Global coal demand is expected to decline in 2019 but remain broadly stable over the next five years, supported by robust growth in major Asian markets, according to the International Energy Agency’s latest market analysis and forecast on Tuesday.
According to IEA's Coal 2019 report, the weakness in coal demand this year results mainly from coal-fired electricity generation, which is set to experience its largest ever decline – over 250 terawatt hours (TWh), or more than 2.5%.
"This drop is led by double-digit falls in the United States and Europe, according to Coal 2019, which was released today and contains forecasts through 2024," the IEA stated.
The IEA forecasts that renewable sources will supply a major portion of the increase in global electricity demand over the next five years.

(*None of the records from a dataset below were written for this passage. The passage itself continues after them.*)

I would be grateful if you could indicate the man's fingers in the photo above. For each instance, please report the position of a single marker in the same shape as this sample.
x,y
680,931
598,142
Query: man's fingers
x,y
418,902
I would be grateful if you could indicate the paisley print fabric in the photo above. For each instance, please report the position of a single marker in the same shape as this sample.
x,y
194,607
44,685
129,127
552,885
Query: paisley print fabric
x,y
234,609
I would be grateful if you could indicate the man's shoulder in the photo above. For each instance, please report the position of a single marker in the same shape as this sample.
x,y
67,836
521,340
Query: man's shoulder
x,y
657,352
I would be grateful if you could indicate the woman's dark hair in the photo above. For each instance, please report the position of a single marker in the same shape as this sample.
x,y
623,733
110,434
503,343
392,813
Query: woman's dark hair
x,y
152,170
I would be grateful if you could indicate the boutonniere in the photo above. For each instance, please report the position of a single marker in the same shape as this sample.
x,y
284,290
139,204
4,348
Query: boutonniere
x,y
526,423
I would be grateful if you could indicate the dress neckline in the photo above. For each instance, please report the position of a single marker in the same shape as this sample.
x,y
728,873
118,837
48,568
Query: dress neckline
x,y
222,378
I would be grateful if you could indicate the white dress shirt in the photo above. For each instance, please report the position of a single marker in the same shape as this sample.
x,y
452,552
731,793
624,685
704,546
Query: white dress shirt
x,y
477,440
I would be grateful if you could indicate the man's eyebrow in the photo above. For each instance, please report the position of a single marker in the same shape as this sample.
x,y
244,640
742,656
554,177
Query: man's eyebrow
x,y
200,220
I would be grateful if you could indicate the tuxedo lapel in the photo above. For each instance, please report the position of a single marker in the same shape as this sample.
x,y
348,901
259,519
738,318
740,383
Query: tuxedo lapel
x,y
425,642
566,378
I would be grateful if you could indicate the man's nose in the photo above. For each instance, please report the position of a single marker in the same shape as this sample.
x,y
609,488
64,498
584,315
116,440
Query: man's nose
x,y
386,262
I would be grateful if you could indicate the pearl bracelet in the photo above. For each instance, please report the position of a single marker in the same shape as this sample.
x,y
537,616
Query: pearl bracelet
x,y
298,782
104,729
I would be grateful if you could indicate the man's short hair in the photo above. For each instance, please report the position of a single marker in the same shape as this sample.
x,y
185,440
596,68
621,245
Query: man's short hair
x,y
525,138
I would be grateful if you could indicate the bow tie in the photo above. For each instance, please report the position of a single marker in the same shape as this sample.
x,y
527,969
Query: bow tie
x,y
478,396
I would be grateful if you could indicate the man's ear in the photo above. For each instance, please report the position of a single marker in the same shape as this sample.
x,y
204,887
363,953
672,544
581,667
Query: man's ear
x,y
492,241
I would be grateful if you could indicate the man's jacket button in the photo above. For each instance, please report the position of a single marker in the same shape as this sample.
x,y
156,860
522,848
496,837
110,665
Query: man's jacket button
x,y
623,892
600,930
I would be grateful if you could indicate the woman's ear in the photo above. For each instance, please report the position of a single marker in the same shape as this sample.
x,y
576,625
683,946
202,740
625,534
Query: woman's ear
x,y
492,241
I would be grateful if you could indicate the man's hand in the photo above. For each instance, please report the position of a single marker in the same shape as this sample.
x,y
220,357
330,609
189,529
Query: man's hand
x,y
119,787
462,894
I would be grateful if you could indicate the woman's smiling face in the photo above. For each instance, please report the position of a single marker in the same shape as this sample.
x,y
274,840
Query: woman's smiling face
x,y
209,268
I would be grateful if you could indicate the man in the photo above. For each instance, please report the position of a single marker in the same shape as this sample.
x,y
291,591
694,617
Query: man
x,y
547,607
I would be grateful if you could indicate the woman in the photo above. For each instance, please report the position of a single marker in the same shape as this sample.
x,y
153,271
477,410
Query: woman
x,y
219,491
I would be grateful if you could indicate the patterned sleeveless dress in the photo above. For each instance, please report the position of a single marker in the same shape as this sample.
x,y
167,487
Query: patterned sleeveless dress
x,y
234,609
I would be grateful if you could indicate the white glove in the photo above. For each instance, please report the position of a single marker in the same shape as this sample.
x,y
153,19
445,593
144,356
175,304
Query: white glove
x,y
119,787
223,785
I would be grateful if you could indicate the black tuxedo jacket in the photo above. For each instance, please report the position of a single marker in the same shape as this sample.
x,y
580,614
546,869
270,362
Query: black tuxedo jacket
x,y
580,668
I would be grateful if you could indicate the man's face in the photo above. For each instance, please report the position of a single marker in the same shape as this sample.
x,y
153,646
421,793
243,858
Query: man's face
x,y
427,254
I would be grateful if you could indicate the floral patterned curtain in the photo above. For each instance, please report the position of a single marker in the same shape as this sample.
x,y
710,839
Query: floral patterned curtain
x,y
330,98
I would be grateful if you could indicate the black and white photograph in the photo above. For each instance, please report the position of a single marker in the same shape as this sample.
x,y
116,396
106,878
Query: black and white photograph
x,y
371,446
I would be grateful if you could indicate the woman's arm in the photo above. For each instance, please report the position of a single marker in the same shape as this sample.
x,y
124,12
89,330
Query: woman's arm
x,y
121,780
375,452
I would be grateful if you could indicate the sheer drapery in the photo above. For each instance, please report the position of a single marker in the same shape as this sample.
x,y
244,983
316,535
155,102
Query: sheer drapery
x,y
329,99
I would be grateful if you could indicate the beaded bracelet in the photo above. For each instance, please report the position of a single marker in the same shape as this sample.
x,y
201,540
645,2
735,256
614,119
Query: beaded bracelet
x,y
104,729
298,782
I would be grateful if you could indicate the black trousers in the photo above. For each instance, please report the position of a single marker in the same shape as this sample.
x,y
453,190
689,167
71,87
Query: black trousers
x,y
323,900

"Electricity generation from coal will rise only marginally over that period, at less than 1% per year – and its share will decline from 38% in 2018 to 35% in 2024. This means coal remains by far the single largest source of power supply worldwide," the IEA said.
- Global trends will depend largely on China
China is where half of the world’s coal is produced and consumed. However, in Europe and the United States, coal power generation is sinking to levels not seen in decades.
"Growth in solar PV and wind, low natural gas prices and stagnating electricity demand have created a perfect storm for coal in both regions, where coal plants retirements continue to take place," the IEA said.
According to the IEA, these trends will continue through 2024, although the agency said the speed of the declines is expected to slow unless coal comes under additional pressure from stronger climate policies or lower-than-expected natural gas prices.
The report highlights that countries in South and Southeast Asia – Pakistan, India, Bangladesh, Indonesia and Vietnam – continue to rely on coal to fuel their economic growth.
"Natural gas and oil have traditionally been the main sources of power generation in Pakistan, but the country has commissioned 5 gigawatts (GW) of coal power capacity since 2017, and another 5 GW is set to come online in the next few years. In Bangladesh, where natural gas has long generated the bulk of electricity supply, coal will gain share in the coming years, with 10 GW of capacity in the pipeline," the IEA underlined.
The IEA forecast for global coal demand in this year’s report is very similar to those in previous years, but the Coal 2019 report warns that potential threats to the sector are increasing.
The agency stressed that public opposition to coal is building as many countries are mulling stronger climate and environmental policies, while renewables and natural gas are becoming more and more competitive.